Итак, это и было делом Лаверде. Простившись со мной, он направился на Пласа-де-Боливар и сделал один из тех намеренно старомодных портретов, а на следующий день появился в бильярдной с результатом в руке: подписанным фотографом снимком в цветах сепии, на котором был запечатлен человек менее грустный и молчаливый, чем обычно, и можно сказать, более довольный, если общение с ним на протяжении последних нескольких месяцев не делают эту оценку слишком дерзкой.

Бильярдный стол еще был накрыт черным пластиковым чехлом, на него Лаверде и положил снимок и смотрел на него с восхищением: он выглядел хорошо причесанным, без единой складки на платье, на ладони его вытянутой правой руки что-то клевали два голубя; на заднем плане можно было разглядеть любопытствующую пару, оба с рюкзачками и в сандалиях, а вдалеке, совсем вдалеке, на одной линии с кукурузным лотком, увеличенным перспективой, Дворец правосудия.

— Хорошо получилось, — сказал я. — Это вчера?

— Да, вчера, — сказал он и без предисловий добавил: — Приезжает моя жена.

Он не сказал, что фото — подарок.

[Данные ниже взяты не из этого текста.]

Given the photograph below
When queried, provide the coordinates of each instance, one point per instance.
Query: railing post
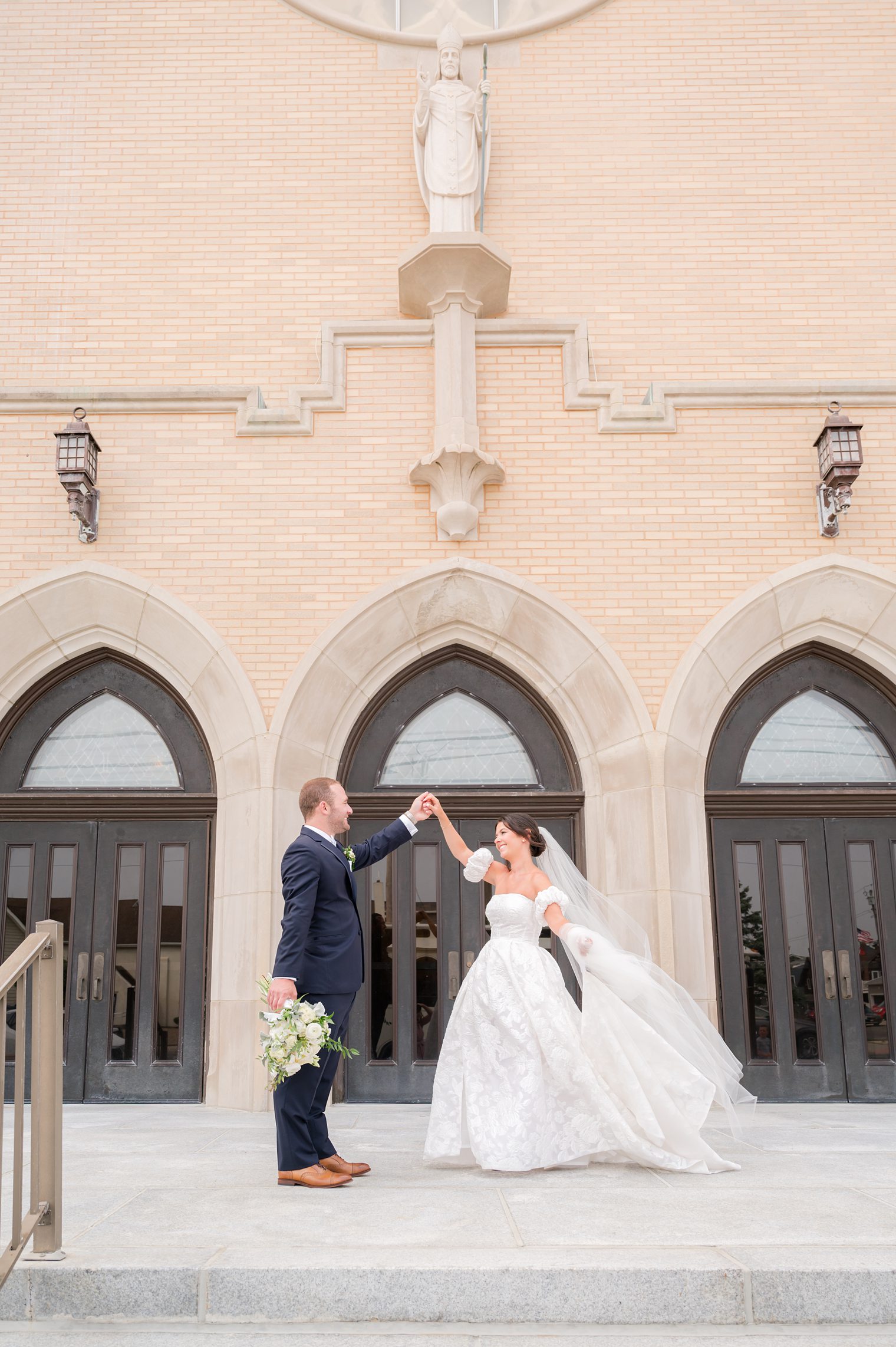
(46, 1090)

И не объяснил, почему такой необычный подарок предназначен его жене. Ничего не сказал о годах, проведенных в тюрьме, хотя мне было ясно, что это обстоятельство повлияло на всю его ситуацию: стервятник над умирающей собакой.

В любом случае, Рикардо Лаверде вел себя так, словно никто в бильярдной не знал о его прошлом; в тот момент я почувствовал, что это поддерживает хрупкое равновесие в наших отношениях, и предпочел сохранить его.

________________________________

*Арепа — лепешка из перемолотых зерен кукурузы, популярная в Колумбии и соседних странах.